Hundreds of people attended a dawn ceremony on Friday and Pride Wairau community day on Sunday - and the 250 tickets to the closing party next weekend have already sold out.
One of the Pride Wairau organisers, Gabe Bertogg, said the attendance of politicians such as mayor Nadine Taylor and Green Party MP Chlöe Swarbrick at the dawn ceremony was encouraging.
But she said the large turnout from members of the public was magical.
"The opening ceremony, there was 250 people there, in the rain, and that just is giving me like little shivers now because it's hard to actually visualise that our town could hold space [for the rainbow community] in that way."
With a population of about 28,000, Te Waiharakeke Blenheim was thought to be the country's smallest town yet to hold a week of queer events.
Pride Wairau has an organising committee of four.
Committee member Jesse North said although local organisations had become strongly supportive of the festival, they were hesitant at first because they thought queer pride belonged in the big cities.
"Blenheim is a beautiful, beautiful place, like, lovely place to live, but they haven't had the opportunity to learn. It is starting from scratch; it is your Rainbow 101 with this community, so having visibility is huge," North said.
"This year, just being able to fly the rainbow flags in the street, for a lot of people, that makes them feel just a whole lot more welcome in their own surroundings."
Thirty rainbow flags were crowd-funded by the committee and have been flying brightly from the lamp-posts in central Blenheim since the start of June.
The design is what was known as the intersex-inclusive Pride Progress flag, which has elements added to the traditional rainbow to improve representation of trans and intersex people, and queer people of colour.
Further festivities of Pride Wairau include a Skate With Pride event, a poetry and film night with kōrero about takatāpui experience in Te Tau Ihu, and an allyship workshop being run by the rainbow advocacy group InsideOUT Kōaro.
The Marlborough library, Te Kahu o Waipuna, has put up an Out on the Shelves display of queer literature, and one of Blenheim's op shops, The Blue Door, was hosting an after-hours listening session for songs that shaped queer history - run by a local DJ, Fam.

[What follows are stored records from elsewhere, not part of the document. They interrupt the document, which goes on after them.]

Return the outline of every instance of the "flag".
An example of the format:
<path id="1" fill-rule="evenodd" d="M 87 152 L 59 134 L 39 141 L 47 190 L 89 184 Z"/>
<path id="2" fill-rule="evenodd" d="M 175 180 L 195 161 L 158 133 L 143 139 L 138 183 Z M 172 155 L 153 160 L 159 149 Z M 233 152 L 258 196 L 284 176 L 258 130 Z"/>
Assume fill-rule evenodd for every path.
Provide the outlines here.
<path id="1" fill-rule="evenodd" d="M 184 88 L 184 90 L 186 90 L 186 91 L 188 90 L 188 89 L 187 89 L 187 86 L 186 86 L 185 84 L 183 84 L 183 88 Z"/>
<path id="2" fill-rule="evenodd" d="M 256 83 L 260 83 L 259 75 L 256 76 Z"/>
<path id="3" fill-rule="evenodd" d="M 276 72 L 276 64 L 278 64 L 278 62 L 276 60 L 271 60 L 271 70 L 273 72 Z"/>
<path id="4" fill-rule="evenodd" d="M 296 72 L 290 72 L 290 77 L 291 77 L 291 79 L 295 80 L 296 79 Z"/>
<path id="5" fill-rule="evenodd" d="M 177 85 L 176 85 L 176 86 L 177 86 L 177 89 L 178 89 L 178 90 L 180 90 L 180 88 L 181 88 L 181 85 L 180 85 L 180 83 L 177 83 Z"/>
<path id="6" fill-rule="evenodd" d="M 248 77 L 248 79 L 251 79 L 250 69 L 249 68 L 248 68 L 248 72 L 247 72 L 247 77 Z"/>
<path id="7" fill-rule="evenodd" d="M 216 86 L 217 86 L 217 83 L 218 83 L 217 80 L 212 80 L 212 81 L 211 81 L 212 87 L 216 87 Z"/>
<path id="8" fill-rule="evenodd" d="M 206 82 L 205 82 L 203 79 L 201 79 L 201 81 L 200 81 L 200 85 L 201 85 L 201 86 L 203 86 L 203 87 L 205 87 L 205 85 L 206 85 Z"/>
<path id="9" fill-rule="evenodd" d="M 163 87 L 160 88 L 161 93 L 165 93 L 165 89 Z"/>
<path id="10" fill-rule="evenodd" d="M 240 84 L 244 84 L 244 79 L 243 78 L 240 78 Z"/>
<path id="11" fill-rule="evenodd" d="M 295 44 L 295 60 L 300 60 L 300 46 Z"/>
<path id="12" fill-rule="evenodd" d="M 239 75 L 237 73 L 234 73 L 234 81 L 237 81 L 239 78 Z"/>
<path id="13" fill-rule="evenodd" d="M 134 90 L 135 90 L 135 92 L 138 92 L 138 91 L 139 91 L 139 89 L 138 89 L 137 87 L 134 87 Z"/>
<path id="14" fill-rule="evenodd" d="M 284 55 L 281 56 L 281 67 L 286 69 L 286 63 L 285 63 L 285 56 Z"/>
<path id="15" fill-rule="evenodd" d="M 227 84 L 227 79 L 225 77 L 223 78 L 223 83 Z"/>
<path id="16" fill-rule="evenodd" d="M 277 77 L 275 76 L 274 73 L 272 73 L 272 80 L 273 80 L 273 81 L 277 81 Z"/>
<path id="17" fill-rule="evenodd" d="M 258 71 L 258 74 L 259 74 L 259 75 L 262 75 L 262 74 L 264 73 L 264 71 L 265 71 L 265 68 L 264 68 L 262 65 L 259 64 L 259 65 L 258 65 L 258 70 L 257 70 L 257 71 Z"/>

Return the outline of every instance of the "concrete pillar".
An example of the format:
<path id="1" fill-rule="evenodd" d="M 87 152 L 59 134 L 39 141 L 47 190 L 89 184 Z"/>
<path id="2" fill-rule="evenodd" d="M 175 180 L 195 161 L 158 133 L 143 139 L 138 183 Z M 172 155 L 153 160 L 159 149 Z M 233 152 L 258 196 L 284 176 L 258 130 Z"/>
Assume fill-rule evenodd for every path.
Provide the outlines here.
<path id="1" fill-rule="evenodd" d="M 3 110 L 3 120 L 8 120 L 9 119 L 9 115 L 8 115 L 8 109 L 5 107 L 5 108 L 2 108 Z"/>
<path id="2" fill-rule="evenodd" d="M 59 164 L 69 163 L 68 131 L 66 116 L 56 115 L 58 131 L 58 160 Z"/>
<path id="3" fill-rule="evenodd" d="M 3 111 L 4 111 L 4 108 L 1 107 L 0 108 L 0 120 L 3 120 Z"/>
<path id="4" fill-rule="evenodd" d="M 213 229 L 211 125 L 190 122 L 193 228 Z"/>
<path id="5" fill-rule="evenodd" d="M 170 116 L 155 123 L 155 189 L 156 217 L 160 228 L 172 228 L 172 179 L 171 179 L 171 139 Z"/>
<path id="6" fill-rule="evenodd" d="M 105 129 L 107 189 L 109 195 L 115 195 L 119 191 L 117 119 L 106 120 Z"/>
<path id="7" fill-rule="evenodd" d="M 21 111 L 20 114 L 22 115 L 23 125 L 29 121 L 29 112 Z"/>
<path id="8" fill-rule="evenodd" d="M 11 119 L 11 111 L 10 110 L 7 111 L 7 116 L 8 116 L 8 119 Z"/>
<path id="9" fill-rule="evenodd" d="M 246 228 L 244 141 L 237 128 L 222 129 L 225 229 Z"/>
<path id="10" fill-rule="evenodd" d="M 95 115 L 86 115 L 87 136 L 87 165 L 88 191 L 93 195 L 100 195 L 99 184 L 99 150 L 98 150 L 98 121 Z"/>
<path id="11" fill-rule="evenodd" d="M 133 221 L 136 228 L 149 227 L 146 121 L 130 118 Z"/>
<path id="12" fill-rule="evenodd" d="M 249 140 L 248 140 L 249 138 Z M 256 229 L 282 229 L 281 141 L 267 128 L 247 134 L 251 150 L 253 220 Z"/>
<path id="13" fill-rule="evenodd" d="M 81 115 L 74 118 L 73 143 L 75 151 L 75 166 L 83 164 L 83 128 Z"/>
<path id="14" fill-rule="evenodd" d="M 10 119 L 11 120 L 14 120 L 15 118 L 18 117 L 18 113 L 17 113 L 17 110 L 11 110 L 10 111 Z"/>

Blenheim resident and writer of sapphic fiction, Jess Rush, said having such action for the rainbow community in the town was amazing.
"Growing up we didn't have any of this, so I hid myself because I didn't want people judging me and I didn't know that there were other people in the community who were like me too, so I hid."
She had published a trilogy of lesbian romance novels under the pen name J C Rowe, and felt that that process had helped her come out.
On Sunday, she was clad in rainbows and running a stall at the Pride Wairau community day and market.
"Just having this here now is amazing, it's overwhelmingly good."
Rush said it made her proud to be a Blenheim person.
In a big city, a rainbow pedestrian crossing might be the next step in raising visibility and a sense of safety for the gay, lesbian, bisexual, transgender, takatāpui, intersex and queer citizens.
But Pride Wairau committee members Gabe Bertogg and Amber Nye-Hingston told RNZ that Blenheim was officially too small for that.
"We tried to get a rainbow crossing. You're not allowed a rainbow crossing without traffic lights and sound - they're the rules," Bertogg said.
"It's Blenheim's claim to fame you know, no traffic lights, only roundabouts," added Nye-Hingston.
Pride Wairau will end next Sunday with a rainbow rally and walk along the Ōmaka, or Taylor River, which runs through the town.